KLUV (98.7 FM, "98.7 K-LUV") is a commercial radio station licensed to Dallas, Texas, and serving the Dallas/Fort Worth Metroplex. KLUV is owned by Audacy, Inc., and airs a classic hits radio format.

KLUV's studios and offices are located off North Central Expressway at North Fitzhugh Avenue in Dallas.  The transmitter site is in Cedar Hill off West Belt Line Road, amid the towers for other Dallas-area FM and TV stations.  KLUV broadcasts in the HD Radio hybrid format; a simulcast of sister station KRLD is heard on the station's HD2 sub-channel. The HD3 sub-channel formerly aired a classic album-oriented rock (AOR) format known as "KLUV Classic Trax", but has since been turned off.
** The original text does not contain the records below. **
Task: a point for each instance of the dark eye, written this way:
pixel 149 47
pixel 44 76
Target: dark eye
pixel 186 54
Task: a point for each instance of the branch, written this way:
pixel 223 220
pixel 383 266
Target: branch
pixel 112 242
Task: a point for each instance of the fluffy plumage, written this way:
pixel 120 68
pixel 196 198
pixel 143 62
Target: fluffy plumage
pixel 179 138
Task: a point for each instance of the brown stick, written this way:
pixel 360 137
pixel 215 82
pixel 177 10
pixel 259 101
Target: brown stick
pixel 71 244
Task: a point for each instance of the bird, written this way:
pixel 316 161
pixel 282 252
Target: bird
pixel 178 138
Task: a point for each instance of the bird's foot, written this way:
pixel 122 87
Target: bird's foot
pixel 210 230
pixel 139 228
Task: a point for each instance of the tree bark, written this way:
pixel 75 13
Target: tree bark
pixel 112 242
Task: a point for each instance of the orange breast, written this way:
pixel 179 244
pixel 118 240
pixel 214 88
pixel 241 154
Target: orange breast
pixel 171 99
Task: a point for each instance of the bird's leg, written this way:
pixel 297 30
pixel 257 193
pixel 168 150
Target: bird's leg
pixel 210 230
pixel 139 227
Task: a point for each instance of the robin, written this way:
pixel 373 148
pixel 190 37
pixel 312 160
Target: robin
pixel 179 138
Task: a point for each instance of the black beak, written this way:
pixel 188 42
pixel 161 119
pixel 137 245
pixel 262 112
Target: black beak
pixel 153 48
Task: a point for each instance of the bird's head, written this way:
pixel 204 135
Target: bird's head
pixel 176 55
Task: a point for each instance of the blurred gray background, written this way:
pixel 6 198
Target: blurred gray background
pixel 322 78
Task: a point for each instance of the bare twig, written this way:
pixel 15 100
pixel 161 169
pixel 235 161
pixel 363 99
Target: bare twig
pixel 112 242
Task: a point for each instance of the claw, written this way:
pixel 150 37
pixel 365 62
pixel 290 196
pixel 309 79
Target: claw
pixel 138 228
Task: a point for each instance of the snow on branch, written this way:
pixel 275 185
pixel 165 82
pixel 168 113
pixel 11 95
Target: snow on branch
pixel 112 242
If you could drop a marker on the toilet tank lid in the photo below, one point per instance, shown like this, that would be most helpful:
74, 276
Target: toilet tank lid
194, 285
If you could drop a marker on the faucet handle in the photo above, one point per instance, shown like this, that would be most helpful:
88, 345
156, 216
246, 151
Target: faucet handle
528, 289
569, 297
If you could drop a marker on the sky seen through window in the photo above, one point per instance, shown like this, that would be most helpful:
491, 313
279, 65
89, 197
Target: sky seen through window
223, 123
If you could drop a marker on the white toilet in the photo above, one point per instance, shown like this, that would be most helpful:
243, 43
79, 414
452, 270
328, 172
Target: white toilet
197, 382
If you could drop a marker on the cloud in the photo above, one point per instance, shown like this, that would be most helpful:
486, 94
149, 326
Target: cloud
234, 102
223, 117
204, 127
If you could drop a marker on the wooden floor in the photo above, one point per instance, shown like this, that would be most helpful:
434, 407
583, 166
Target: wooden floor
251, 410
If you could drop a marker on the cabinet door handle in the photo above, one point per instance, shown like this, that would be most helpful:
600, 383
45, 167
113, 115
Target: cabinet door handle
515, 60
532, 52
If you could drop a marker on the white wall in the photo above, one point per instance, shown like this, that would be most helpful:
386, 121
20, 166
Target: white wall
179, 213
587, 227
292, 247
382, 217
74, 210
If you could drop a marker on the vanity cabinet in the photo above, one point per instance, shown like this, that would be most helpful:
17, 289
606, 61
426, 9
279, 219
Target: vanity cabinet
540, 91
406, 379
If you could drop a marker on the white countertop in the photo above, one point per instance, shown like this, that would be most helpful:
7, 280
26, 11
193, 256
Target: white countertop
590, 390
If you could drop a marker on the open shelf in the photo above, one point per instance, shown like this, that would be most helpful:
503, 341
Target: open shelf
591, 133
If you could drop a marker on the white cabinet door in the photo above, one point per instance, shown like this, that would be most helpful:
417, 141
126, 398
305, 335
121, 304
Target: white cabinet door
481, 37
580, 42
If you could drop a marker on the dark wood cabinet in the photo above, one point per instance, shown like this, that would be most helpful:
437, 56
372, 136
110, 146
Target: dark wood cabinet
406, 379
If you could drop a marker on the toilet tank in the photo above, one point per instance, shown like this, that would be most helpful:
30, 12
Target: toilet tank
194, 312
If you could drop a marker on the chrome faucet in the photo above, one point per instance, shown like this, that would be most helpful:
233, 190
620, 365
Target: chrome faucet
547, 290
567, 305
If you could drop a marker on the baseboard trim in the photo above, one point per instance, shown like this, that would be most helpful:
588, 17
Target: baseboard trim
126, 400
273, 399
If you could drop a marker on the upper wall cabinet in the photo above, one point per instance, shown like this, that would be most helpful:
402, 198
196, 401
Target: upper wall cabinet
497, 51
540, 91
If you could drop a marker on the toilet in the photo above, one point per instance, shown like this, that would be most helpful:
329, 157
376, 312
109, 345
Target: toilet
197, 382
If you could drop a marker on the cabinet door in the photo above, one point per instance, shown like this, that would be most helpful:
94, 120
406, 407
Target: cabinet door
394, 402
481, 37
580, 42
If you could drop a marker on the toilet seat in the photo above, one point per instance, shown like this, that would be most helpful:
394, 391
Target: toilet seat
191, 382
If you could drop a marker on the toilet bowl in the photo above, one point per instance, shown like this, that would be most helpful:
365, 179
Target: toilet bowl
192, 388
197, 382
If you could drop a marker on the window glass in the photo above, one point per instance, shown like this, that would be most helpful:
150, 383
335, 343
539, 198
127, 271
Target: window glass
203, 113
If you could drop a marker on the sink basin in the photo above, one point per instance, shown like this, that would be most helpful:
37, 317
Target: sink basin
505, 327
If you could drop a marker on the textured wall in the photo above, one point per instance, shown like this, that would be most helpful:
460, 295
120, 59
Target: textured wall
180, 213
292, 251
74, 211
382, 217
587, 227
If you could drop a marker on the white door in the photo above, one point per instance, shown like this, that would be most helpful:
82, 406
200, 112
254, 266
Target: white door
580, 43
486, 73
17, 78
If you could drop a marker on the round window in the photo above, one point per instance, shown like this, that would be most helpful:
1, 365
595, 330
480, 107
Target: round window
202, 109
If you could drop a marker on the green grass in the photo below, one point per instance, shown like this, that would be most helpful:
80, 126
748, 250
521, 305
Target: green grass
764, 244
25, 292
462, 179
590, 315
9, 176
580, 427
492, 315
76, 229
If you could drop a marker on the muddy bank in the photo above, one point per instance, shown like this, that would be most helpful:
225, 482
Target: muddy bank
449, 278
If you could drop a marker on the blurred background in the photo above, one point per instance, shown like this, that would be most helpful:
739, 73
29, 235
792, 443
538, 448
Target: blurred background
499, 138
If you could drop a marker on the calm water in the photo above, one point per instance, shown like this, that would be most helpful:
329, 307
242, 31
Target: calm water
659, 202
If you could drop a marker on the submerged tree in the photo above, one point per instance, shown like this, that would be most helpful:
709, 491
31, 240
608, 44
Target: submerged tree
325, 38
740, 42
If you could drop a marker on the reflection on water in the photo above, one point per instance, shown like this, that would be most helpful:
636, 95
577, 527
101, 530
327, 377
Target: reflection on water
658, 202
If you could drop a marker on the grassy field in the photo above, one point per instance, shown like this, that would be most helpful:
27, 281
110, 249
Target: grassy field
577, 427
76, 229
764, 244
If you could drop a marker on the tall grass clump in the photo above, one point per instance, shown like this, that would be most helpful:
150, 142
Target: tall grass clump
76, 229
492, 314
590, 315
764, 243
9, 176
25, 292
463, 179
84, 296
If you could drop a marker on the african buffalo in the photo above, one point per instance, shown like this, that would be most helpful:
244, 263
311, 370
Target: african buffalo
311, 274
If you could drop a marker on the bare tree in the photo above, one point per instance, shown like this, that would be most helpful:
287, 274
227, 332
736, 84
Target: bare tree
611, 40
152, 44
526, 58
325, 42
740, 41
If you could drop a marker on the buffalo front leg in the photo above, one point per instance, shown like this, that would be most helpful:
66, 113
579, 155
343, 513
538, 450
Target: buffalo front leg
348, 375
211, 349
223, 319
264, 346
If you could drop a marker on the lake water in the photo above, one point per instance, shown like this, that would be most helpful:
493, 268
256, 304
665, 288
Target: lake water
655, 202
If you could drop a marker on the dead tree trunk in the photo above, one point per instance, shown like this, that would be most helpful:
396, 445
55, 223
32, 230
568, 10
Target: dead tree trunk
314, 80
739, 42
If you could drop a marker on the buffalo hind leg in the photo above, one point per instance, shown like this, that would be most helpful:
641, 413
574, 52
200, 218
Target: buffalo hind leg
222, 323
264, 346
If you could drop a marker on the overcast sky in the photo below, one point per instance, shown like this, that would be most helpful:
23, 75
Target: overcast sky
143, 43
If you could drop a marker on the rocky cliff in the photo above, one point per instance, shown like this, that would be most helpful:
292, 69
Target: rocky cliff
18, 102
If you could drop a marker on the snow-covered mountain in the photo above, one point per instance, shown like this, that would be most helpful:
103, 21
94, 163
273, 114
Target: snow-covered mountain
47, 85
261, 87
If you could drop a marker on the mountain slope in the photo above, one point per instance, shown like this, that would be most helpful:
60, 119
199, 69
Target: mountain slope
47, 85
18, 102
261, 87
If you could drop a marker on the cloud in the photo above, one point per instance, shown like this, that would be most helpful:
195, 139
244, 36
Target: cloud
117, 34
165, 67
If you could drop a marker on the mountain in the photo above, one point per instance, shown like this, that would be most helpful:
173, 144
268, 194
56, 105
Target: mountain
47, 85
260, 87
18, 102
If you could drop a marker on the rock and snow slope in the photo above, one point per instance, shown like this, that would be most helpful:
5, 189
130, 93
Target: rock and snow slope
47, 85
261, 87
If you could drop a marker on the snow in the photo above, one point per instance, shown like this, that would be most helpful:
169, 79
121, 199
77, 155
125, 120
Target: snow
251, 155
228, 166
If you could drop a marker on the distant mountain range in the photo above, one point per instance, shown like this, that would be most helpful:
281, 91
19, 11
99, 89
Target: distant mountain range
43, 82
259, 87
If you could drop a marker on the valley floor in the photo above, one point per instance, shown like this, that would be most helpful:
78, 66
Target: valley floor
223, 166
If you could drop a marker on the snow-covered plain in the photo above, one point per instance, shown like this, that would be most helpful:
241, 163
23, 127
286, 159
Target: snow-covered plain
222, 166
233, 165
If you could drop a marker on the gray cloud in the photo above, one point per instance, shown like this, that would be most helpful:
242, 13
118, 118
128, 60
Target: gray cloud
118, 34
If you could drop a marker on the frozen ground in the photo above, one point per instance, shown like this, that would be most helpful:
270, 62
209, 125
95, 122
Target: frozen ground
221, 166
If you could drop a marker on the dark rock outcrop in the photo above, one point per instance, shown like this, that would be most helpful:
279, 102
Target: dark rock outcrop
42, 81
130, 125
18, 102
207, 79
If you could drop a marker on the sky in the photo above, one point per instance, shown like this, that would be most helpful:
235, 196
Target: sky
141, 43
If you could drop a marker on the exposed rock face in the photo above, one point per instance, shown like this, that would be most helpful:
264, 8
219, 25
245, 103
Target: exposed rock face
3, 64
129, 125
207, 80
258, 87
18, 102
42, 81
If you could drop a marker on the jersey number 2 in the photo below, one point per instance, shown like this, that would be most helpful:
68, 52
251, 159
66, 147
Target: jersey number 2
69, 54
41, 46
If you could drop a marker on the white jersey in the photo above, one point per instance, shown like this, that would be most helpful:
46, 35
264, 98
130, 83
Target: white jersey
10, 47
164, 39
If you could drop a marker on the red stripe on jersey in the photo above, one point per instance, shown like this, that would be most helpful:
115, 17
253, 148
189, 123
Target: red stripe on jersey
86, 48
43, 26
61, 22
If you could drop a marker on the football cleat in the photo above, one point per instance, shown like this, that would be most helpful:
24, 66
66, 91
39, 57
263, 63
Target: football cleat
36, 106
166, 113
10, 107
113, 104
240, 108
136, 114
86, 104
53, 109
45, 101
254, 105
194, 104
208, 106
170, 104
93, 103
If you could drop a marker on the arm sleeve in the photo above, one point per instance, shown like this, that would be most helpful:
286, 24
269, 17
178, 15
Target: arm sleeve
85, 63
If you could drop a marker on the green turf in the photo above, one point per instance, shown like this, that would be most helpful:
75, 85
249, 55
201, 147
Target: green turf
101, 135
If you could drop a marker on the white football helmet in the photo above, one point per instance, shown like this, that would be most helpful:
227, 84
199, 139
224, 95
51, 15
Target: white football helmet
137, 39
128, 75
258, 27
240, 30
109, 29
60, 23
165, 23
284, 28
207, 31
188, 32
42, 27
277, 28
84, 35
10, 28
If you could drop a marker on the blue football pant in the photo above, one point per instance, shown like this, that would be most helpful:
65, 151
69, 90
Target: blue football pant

The K-LUV name on 98.7 was a holdover from an adult contemporary music format from the early 1980s. Even though the moniker is pronounced K-Love, the station's name pre-dates the national K-Love Radio Network, which carries a Contemporary Christian format. To avoid confusion, that network is not heard in Dallas-Fort Worth.

History

KROW and KLIF-FM
In 1959, when the station was not yet on the air, it was given the call sign KOST, but that was never used. The station was then rebranded KROW and signed on in 1961 as a Top 40 station under the ownership of noted radio programmer Gordon McLendon. Two years later, the call sign changed to KLIF-FM as a simulcast of McLendon-owned AM 1190 KLIF (now KFXR).

KNUS
In July 1966, the station changed its call letters to KNUS and began an automated progressive rock/underground rock format, with live disc jockeys added in mid-1967. (McLendon had originally planned to provide an all-news format on the station, hence the NUS (pronounced like "news") call letters, but that never took place.) When McLendon sold his AM Top 40 flagship station KLIF to Fairchild Industries in 1972, he offered the company KNUS as well, but Fairchild declined. As part of the sale, McLendon agreed not to operate any AM station within a 150-mile radius of Dallas. Since the agreement did not forbid him to operate an FM station, McLendon continued to own and program KNUS.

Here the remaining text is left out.